Mas…e se eu fosse eu? A vida começa todos os dias e todos os dias, mal o sol nascesse, faria caminhadas matinais à beira-mar. E nessa altura, saberia que cada grão de areia a afundar-se em baixo dos meus pés é uma estrela no céu: Um grão de areia acima da minha cabeça. E então eu teria noção da minha pequenez e finitude.
Viajaria mais. Dissiparia o medo de me perder nas estradas do mundo e tornar-me-ia numa andarilha.
Escreveria mais. Não perderia 1 segundo do meu tempo com o que não me faz feliz e dedicá-lo-ia apenas ao que me faz rir a alma. 
Arranjaria uma casinha de aldeia, daquelas térreas com um grande quintal e enchê-lo-ia de cães, gatos, pequenos ciprestes e trepadeiras nos muros. Forraria as paredes com livros e exporia sobre os móveis as conchas de todas as praias do mundo. 
Faria tatuagens no meu corpo. Andaria com um bindi no meio da testa. Descalça. Andaria mais vezes descalça. 
Veria sempre o pôr-do-sol. Porque em cada dia encontraria um novo encanto no poente.
Teria menos flores nas jarras e mais no jardim. 
Poria um aquário no lugar da televisão. Ele lembrar-me-ia da profundidade da vida e livrar-me-ia do superficial.
Pelo menos uma vez experimentaria a sensação única de planar num parapente. E então eu saberia que as aves são de todos os seres da Terra, os preferidos do Criador. Porque Ele lhes deu a elas aquilo que os homens mais ambicionam: Liberdade. 
Escolheria uma praia privada e faria nudismo. E então eu saberia que a roupa que me veste é apenas um acessório. 
Daria mais do meu tempo aos velhos e às crianças. Para então compreender que atravesso agora a ponte entre eles. 
Apaixonar-me-ia mais. Por tudo o que valesse o meu amor. Também por mim, que tantas vezes me desmereço.
Seria menos polida. Gritaria a uns “Vai-te foder”, com a mesma satisfação com que digo a outros “Gosto tanto de ti”. Sem me sentir culpada. Acobardada. Sem medo de ferir o outro, de represálias, de perder um amigo, um namorado, um emprego. 
O medo, esse fantasma manipulador que me paralisa, seria então um pequeno espectro. Uma sombra passageira a esbater-se na firmeza da minha coragem. 
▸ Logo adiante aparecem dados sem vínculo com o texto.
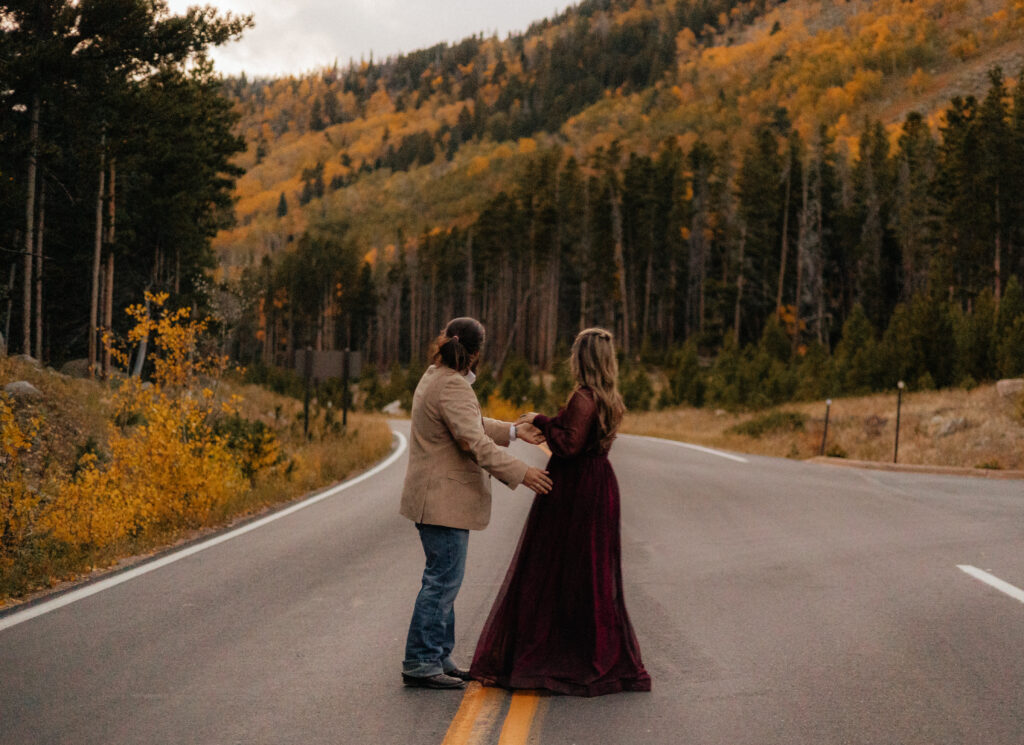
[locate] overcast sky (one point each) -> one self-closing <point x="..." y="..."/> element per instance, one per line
<point x="295" y="36"/>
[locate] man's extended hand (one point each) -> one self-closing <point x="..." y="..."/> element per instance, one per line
<point x="529" y="433"/>
<point x="538" y="481"/>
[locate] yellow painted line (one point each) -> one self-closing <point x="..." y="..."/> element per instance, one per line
<point x="479" y="706"/>
<point x="519" y="718"/>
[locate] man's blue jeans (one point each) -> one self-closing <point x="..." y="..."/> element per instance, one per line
<point x="431" y="632"/>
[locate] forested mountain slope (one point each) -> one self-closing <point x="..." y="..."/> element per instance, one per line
<point x="676" y="170"/>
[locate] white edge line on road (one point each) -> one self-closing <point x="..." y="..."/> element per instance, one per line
<point x="991" y="580"/>
<point x="720" y="453"/>
<point x="37" y="610"/>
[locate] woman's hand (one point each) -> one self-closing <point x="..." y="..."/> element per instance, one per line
<point x="528" y="433"/>
<point x="538" y="481"/>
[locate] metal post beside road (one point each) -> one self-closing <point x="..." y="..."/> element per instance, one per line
<point x="899" y="402"/>
<point x="824" y="435"/>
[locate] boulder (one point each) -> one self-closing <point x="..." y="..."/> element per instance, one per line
<point x="1011" y="387"/>
<point x="23" y="389"/>
<point x="76" y="367"/>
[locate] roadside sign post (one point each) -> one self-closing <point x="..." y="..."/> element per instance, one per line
<point x="824" y="435"/>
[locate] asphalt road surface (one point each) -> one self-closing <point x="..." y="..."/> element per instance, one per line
<point x="774" y="601"/>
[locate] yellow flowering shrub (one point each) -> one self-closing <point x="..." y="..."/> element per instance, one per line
<point x="168" y="466"/>
<point x="17" y="504"/>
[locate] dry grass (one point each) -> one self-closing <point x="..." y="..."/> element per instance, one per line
<point x="863" y="428"/>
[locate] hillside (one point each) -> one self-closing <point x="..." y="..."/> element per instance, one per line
<point x="669" y="72"/>
<point x="783" y="188"/>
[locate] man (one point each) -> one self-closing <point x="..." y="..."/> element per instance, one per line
<point x="453" y="452"/>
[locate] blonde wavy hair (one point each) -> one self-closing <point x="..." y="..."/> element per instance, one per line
<point x="594" y="365"/>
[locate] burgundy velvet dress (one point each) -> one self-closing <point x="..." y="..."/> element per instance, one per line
<point x="559" y="621"/>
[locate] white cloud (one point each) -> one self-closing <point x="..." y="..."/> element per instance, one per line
<point x="295" y="36"/>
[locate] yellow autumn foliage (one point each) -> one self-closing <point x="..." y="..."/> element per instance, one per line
<point x="168" y="467"/>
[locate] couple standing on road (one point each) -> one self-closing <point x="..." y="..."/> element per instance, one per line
<point x="559" y="621"/>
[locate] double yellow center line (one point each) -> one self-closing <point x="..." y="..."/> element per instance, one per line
<point x="477" y="716"/>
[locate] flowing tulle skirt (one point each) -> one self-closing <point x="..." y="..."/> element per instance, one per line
<point x="559" y="621"/>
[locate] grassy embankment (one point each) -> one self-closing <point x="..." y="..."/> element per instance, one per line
<point x="45" y="479"/>
<point x="972" y="429"/>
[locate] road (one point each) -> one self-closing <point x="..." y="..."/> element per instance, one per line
<point x="774" y="601"/>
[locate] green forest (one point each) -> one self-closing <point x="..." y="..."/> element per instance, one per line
<point x="766" y="201"/>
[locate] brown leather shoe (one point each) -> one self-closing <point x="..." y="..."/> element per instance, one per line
<point x="440" y="681"/>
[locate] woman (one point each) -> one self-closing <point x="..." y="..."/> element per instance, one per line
<point x="559" y="621"/>
<point x="446" y="493"/>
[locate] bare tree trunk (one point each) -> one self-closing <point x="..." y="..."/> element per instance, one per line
<point x="620" y="259"/>
<point x="40" y="232"/>
<point x="997" y="268"/>
<point x="469" y="274"/>
<point x="108" y="309"/>
<point x="10" y="301"/>
<point x="143" y="345"/>
<point x="30" y="233"/>
<point x="648" y="288"/>
<point x="739" y="285"/>
<point x="801" y="248"/>
<point x="785" y="237"/>
<point x="96" y="259"/>
<point x="109" y="285"/>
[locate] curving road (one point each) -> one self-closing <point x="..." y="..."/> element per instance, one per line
<point x="775" y="602"/>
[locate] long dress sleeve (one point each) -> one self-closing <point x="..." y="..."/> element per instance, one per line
<point x="567" y="433"/>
“Vai-te Foder!” Di-lo-ia com a minha dicção perfeita, alto e bom som a quem merecesse ouvi-lo. Preocupar-me-ia menos com as carências e confiaria mais no futuro. 
Confiaria mais em mim. Saberia então que Ser e Ter são coisas muito diferentes e se a primeira é o que a vida me dá, a segunda é o que ela me tira.


Felicidade tola

As manhãs dos fins- de-semana costumam ser boas. Muito boas. Somos os do costume, é certo, mas em dias com tempo, libertos da escravatura do relógio, seguimos pelo paredão concentrados no ritmo, inspirando aromas de algas e mares. Desfrutamos dos raios de sol que nos secam a pele, escutamos a música do ipod - cantigas secretas que ninguém imagina que seleccionamos - soletramos baixinho e com o pensamento escrevemos frases longas; ininterruptas, sem pontuação. Fazemos genuínas promessas de vida e resolvemos ser felizes e sorrir sempre até ao fim dos nossos dias. E é por fim, na consciência dos curtos instantes de felicidade tola, que tomamos conhecimento de que a vida é demasiado breve.